American Bar Association Business Law Today
17 minute read | April.02.2019
Recent changes in agendas and leadership at the federal level are prompting companies offering financial products and services to question what consumer protection enforcement will look like on the road ahead. There has been significant discussion about the increasing role of state regulators, including state attorneys general, in filling the perceived void that may be left by agencies like the Consumer Financial Protection Bureau (CFPB). Many state regulators have indicated that they are ready to step up enforcement, and a number already are doing so; however, this does not mean that the industry should shift its focus exclusively to the states.
The Federal Trade Commission (FTC), which once dominated the playing field on many consumer protection issues, is reclaiming a prominent role.

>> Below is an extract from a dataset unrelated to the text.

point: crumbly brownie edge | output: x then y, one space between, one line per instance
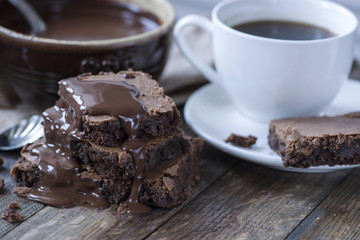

By way of example, prior to the CFPB’s inception, the FTC took a series of enforcement actions that significantly reshaped mortgage servicing well before the CFPB codified its rules. However, passage of the Dodd–Frank Act, Pub. L. No. 111-203, § 929-Z, 124 Stat. 1376, 1871 (2010) (codified at 15 U.S.C. § 78o), and creation of the CFPB made the FTC’s role in the federal consumer protection landscape seem uncertain at times for companies offering financial products and services. Under Dodd-Frank, the FTC retained its authority to enforce numerous consumer protection laws and to enforce CFPB rules applicable to entities within the FTC’s jurisdiction (see 15 U.S.C. § 1607(c)), including most providers of financial services that are not banks, thrifts, or federal credit unions. Yet, on certain issues, the FTC seemed to cede enforcement authority to the CFPB, which also acquired many of the commission’s most seasoned consumer protection lawyers.